Karim écope de 6 ans d'emprisonnement et de 138 milliards d'amende. Relaxé du délit de corruption, il conserve ses droits mentionnés à l'article 34 du Code pénal. Notamment, le droit de vote, d'éligibilité, d'être appelé ou nommé aux fonctions de juré ou autres fonctions publiques, ou aux emplois de l'administration ou d'exercer des fonctions ou emplois, entre autres. Ce verdict offre également d'autres enseignements.
Dans la configuration actuelle, (Karim Wade est le candidat du Pds à la prochaine présidentielle), il s'agit là, d'une porte dérobée aménagée qui peut permettre de régler ce problème autrement. Si le régime en place et l'opposition trouvent un terrain d'entente, Karim Wade pourrait ne pas aller au bout de sa peine et participer à la prochaine joute électorale.

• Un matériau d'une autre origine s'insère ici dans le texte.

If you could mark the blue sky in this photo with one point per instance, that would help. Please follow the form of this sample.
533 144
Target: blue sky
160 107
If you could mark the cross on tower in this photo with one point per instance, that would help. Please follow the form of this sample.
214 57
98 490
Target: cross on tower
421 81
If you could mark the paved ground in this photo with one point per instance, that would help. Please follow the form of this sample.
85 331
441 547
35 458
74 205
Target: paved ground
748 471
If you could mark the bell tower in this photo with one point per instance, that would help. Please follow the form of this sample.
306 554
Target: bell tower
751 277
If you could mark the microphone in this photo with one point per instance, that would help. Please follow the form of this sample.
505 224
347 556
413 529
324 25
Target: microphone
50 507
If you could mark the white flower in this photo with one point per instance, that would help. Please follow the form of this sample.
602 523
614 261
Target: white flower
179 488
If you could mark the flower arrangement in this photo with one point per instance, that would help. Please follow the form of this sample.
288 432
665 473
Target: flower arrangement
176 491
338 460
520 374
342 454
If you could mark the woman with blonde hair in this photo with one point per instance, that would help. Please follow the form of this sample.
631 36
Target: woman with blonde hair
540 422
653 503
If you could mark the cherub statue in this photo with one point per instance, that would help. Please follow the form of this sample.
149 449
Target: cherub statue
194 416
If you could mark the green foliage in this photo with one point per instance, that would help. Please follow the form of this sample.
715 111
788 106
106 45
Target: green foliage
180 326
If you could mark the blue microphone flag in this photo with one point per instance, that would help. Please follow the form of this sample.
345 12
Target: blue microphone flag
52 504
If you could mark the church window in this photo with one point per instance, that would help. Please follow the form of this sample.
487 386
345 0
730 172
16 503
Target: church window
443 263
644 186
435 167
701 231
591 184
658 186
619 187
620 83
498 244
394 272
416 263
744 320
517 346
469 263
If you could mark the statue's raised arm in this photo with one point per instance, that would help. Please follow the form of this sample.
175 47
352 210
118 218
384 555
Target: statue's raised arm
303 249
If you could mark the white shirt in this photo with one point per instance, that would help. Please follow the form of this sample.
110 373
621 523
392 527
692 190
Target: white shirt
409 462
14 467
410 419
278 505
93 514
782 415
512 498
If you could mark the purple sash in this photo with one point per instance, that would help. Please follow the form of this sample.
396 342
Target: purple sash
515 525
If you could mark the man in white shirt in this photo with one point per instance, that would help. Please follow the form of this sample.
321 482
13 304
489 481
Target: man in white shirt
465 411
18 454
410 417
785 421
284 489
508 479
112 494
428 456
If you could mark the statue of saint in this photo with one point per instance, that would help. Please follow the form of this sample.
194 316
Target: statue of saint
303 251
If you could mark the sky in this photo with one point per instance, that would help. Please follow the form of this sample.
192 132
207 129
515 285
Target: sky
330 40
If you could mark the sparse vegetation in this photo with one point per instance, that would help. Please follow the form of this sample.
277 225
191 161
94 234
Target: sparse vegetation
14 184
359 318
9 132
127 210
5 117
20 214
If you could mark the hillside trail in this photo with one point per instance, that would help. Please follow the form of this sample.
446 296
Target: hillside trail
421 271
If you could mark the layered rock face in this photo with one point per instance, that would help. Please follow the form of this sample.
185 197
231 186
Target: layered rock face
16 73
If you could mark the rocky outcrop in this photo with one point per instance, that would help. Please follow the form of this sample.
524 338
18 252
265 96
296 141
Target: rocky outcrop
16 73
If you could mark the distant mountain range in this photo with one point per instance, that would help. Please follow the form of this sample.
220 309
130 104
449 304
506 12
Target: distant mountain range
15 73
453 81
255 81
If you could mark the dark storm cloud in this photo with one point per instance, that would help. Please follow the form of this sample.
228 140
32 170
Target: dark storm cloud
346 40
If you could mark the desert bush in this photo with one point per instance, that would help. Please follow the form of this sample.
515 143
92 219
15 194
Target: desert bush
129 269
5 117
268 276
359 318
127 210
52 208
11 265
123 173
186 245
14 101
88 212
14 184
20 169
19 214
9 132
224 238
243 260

La question étant éminemment politique, un règlement politique est envisageable, notamment, une remise de peine. D'autant que le dialogue que toute la classe politique appelle de ses vœux peut prendre corps et en charge cette question. Mais, si les acteurs optent pour une logique de confrontation, personne n'en sortira vainqueur. Surtout pas Karim Wade. Puisque le seul recours que lui offre la CREI (un pourvoi en cassation) n'est pas suspensif. Et qu'il est peu probable qu'il lui empêche la prison.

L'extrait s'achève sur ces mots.